È vero anche che il fabbisogno soddisfatto dall’idrocarburo non è minimamente paragonabile alla produzione energetica derivante da energie alternative e, con l’aumento dei consumi di oggi, le due curve del grafico andranno sempre più in direzioni opposte.
Anche il Medio Oriente in questo settore e specialmente la Penisola arabica sta investendo enormemente, lo dimostra quella che in Arabia Saudita è la nuova politica della famiglia bin Salman.
Ma nonostante i nuovi investimenti, il focus centrale è il greggio, specialmente quello iraniano, pulito, prezioso e di facile lavorazione per tante raffinerie nel mondo.
Un’Iran ago della bilancia nell’Opec, un Iran tanto odiato e penalizzato ma che fa gola a tutti. Parliamo ovviamente di una Repubblica islamica dove nel sottosuolo vi è uno dei greggi più preziosi del pianeta, dove esiste un rapporto di forze non distante, ma di vicinanza con i Paesi arabi ortodossi che negli ultimi anni stanno sfidando a suon di quote di mercato e di produzione petrolifera giornaliera la grande Repubblica islamica degli ayatollah.
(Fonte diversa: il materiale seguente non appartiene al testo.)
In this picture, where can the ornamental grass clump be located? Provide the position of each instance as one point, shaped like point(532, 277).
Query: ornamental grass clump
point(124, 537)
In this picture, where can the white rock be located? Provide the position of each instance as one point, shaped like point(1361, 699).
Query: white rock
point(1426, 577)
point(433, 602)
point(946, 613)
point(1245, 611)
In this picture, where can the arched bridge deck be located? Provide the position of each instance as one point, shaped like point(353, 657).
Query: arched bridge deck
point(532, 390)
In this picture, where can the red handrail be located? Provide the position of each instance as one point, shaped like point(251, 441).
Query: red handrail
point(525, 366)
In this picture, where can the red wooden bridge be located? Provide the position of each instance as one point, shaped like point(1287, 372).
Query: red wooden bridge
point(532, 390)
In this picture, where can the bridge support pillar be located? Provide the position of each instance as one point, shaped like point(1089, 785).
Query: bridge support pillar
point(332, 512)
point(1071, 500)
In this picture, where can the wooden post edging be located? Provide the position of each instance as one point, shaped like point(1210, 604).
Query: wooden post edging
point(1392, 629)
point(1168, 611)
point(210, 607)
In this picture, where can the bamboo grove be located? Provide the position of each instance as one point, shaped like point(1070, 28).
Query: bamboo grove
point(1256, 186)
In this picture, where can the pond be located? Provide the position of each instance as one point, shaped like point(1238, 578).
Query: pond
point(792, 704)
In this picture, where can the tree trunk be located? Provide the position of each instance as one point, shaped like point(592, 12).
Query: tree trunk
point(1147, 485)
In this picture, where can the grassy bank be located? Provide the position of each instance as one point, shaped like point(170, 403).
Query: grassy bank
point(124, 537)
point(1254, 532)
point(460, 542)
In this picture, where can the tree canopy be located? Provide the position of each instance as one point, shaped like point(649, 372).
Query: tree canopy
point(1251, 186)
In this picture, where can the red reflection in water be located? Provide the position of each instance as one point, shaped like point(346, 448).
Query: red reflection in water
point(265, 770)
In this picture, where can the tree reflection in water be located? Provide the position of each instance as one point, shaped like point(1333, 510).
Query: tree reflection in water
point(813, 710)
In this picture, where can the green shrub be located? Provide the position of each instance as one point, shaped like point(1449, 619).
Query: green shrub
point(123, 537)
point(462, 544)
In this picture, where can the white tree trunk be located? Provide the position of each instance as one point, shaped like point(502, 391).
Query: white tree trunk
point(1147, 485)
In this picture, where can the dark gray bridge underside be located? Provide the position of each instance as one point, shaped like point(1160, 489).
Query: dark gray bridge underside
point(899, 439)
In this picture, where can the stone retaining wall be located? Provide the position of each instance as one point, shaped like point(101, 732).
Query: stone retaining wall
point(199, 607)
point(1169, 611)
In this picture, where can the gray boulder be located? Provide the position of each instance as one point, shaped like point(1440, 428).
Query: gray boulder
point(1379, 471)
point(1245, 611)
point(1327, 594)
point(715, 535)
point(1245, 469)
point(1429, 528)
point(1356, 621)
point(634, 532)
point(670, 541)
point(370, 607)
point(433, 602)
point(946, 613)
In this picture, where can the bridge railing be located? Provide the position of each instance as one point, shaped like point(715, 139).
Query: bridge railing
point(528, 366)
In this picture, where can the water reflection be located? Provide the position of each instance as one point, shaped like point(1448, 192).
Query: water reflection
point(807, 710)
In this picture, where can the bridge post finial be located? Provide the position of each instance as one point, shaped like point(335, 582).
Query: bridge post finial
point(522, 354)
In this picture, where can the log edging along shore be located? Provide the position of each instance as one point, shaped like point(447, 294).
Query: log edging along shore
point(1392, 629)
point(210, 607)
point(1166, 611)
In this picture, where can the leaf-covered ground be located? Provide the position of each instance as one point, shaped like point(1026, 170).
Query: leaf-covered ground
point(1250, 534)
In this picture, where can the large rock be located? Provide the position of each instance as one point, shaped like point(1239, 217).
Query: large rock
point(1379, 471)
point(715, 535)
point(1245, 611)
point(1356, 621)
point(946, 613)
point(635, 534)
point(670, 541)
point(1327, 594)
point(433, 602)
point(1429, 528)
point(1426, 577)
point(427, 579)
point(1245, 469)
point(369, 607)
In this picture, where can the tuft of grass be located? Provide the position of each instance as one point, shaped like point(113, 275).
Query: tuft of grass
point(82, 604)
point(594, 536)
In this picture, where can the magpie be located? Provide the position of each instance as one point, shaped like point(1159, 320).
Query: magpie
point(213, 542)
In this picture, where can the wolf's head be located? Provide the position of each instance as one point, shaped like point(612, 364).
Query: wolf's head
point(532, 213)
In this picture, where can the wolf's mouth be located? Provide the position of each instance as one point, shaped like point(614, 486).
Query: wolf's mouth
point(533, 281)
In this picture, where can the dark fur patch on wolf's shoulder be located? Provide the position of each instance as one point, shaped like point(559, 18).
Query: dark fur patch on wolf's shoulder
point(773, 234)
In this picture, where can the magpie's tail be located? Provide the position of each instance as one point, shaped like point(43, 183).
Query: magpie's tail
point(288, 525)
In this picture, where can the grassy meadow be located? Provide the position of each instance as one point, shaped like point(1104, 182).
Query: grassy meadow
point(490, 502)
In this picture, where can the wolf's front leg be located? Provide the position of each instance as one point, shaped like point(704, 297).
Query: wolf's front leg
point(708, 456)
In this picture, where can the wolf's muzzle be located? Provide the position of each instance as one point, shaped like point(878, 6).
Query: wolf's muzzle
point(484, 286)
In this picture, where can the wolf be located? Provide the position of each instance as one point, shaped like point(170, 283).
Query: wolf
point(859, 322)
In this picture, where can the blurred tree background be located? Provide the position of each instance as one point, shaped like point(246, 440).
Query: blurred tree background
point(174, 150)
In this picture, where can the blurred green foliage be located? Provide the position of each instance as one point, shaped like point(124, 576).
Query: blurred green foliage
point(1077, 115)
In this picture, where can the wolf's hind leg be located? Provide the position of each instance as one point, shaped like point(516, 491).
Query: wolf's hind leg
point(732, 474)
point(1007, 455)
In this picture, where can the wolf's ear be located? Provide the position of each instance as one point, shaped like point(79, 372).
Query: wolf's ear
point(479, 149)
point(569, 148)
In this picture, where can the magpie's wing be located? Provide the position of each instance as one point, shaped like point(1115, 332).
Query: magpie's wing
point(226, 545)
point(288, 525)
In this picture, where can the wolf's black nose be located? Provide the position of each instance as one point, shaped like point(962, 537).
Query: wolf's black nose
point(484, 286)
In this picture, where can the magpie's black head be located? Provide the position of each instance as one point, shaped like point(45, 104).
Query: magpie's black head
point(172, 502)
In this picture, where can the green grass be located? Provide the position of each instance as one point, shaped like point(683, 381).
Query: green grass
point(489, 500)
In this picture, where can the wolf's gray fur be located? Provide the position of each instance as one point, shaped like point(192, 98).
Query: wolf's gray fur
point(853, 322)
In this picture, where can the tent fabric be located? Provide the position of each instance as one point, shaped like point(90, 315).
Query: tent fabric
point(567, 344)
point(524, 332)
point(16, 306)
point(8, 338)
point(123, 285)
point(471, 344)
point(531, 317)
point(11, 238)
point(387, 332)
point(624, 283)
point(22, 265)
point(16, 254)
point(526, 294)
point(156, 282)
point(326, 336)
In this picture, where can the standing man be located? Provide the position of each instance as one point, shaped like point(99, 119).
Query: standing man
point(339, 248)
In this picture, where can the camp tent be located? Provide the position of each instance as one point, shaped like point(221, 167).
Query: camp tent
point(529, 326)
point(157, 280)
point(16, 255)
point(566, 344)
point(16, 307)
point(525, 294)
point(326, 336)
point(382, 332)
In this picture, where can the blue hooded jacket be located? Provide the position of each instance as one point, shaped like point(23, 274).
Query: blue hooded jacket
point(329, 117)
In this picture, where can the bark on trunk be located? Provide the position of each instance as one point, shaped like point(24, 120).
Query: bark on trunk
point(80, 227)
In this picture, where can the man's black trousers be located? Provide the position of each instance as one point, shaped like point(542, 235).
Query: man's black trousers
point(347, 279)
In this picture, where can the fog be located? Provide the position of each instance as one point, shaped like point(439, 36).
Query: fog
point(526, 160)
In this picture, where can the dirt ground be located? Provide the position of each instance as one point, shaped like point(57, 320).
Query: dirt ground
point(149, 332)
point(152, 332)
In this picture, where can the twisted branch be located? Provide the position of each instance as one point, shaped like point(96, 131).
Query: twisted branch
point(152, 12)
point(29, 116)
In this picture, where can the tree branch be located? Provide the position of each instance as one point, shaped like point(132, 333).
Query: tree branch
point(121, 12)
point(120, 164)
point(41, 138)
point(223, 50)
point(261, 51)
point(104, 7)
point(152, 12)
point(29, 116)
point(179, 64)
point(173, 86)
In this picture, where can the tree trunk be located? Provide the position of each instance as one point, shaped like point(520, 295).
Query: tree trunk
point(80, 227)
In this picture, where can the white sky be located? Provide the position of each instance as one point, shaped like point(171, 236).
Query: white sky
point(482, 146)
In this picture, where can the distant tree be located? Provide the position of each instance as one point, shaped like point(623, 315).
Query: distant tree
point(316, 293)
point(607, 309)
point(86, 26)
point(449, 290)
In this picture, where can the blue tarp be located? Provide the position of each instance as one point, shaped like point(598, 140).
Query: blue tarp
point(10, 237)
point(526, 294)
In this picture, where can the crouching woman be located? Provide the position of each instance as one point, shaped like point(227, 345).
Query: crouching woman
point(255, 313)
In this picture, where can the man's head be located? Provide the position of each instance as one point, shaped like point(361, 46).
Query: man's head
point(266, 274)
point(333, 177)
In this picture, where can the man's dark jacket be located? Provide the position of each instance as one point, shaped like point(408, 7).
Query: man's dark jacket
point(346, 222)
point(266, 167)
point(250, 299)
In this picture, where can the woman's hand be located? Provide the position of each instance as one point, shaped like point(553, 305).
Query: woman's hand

Se veramente l’Opec continuerà a perdere la leadership di organizzazione e baricentro dei paesi produttori di greggio, assisteremo ad un grande stravolgimento delle rotte petrolifere internazionali con diversificazioni geopolitiche di approvvigionamento che faranno del Medio Oriente un hub economico internazionale petrolifero a cui neanche i mercati finanziari saranno preparati».